A recent investigation has uncovered a significant malicious campaign leveraging harmful Android applications to pilfer users’ SMS messages, with activity dating back to at least February 2022. This large-scale operation purportedly involves over 107,000 unique malicious app samples aimed at intercepting one-time passwords (OTPs) that are essential for online account authentication, thereby facilitating identity theft.
According to mobile security firm Zimperium, over 99,000 of these malware applications were previously unknown and unavailable on commonly accessed repositories. The malware’s capabilities involve monitoring OTP messages across more than 600 global brands, some of which serve user bases in the hundreds of millions. This alarming statistic underscores the extensive reach and potential impact of the campaign.
Impact assessments reveal that victims have emerged from 113 countries, with India and Russia listed as the top targets, followed by Brazil, Mexico, the United States, Ukraine, Spain, and Turkey. These statistics illustrate the international scope of the threat, suggesting a systematic approach to targeting individuals across various regions.

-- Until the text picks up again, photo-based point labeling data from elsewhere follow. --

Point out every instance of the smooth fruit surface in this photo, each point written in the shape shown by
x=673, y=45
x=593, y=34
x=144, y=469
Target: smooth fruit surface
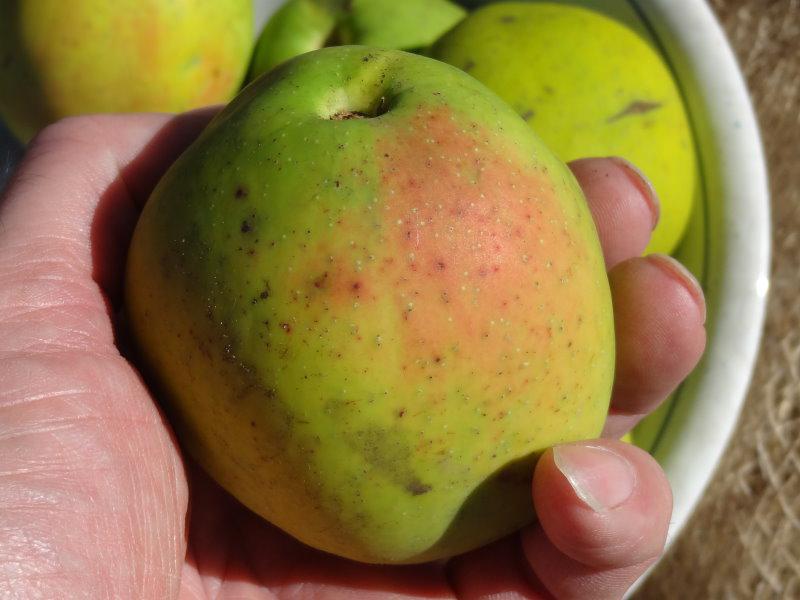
x=589, y=85
x=84, y=56
x=300, y=26
x=369, y=297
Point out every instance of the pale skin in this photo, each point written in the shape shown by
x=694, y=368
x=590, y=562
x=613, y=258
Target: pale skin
x=96, y=499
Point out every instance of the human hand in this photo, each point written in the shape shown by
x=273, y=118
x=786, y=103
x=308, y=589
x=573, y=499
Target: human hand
x=94, y=495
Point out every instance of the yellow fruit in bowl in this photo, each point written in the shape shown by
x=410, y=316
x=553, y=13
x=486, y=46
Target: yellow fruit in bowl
x=590, y=85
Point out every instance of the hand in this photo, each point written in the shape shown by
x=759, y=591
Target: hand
x=94, y=494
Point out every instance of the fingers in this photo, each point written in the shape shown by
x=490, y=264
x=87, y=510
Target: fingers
x=67, y=216
x=623, y=203
x=659, y=310
x=604, y=509
x=659, y=316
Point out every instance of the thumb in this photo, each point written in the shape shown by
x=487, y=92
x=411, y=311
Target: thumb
x=604, y=509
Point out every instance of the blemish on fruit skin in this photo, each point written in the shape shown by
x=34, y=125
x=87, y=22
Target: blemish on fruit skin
x=416, y=488
x=637, y=107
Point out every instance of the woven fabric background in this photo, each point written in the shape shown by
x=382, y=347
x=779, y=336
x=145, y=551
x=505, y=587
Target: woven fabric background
x=743, y=541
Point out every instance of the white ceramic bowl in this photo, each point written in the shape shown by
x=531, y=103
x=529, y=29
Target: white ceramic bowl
x=737, y=237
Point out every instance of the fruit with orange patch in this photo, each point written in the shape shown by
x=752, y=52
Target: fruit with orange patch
x=370, y=297
x=84, y=56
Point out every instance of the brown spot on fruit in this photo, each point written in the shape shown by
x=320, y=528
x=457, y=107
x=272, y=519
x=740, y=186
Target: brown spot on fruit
x=346, y=115
x=637, y=107
x=416, y=488
x=321, y=281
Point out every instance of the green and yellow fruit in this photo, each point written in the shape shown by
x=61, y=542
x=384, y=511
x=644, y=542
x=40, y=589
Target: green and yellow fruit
x=589, y=85
x=370, y=297
x=301, y=26
x=83, y=56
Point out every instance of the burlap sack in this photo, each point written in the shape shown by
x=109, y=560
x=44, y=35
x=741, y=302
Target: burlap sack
x=743, y=541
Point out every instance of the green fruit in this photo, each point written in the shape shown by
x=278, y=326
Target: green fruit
x=590, y=85
x=304, y=25
x=369, y=297
x=67, y=58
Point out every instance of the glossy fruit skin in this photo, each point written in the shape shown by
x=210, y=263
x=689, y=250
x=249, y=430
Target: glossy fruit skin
x=84, y=56
x=369, y=297
x=300, y=26
x=589, y=85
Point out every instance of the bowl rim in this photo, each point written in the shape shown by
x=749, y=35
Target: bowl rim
x=738, y=246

The initial phase of this attack entails the installation of a compromised application, which victims are often misled into downloading via deceptive ads that mimic legitimate Google Play Store listings or through one of the 2,600 Telegram bots masquerading as authentic services, like Microsoft Word. Upon installation, these applications request permission to access incoming SMS messages, and subsequently connect to one of 13 command-and-control (C2) servers to relay stolen messages.
Research indicates that these malware samples maintain a stealthy presence on infected devices, continuously monitoring for new incoming SMS messages, with a specific focus on OTPs employed for two-factor authentication. The identity of the threat actors remains obscure; however, observations show them accepting numerous payment methods, including cryptocurrency, to underwrite a service known as Fast SMS (fastsms[.]su), which allows users access to virtual phone numbers.
The alarming possibility exists that the phone numbers linked to compromised devices are being exploited without the owners’ consent to register for various online accounts, utilizing the harvested OTPs for unauthorized access. Historically, similar campaigns have been documented; for instance, in early 2022, Trend Micro revealed a financially-motivated service aimed at corralling Android devices into a botnet for mass account registration and fraud.
A Google spokesperson commented on the event, asserting that Android users are inherently protected against recognized versions of this malware via Google Play Protect, a feature that is enabled by default on devices incorporating Google Play Services. While this offers a layer of security, the stolen credentials gleaned from these attacks could serve as a launchpad for further fraudulent activities, such as creating fake accounts on widely-used platforms or orchestrating phishing and social engineering schemes.
This series of findings emphasizes the prevalent misuse of Telegram, a favored messaging service with over 950 million monthly active users, as a tool for malware distribution and data exfiltration. Recent disclosures by Positive Technologies identified two new families of SMS-stealing malware targeting Android users in certain countries like Bangladesh, India, and Indonesia.
Additionally, variations of stealer malware mimic popular applications to exfiltrate personal information, including photos and device data. The infection chain typically initiates with phishing attacks, further complicating the security landscape.
In conclusion, organizations must remain vigilant against evolving threat techniques. The involvement of Telegram as a distribution medium reflects a broader trend of exploiting widely-used platforms for cybercriminal activities. The threat landscape demands attention and proactive measures, especially in safeguarding sensitive data and ensuring robust security protocols are in place. As threat actors continue to innovate, understanding the tactics and techniques outlined within the MITRE ATT&CK framework will be crucial for developing effective defense strategies.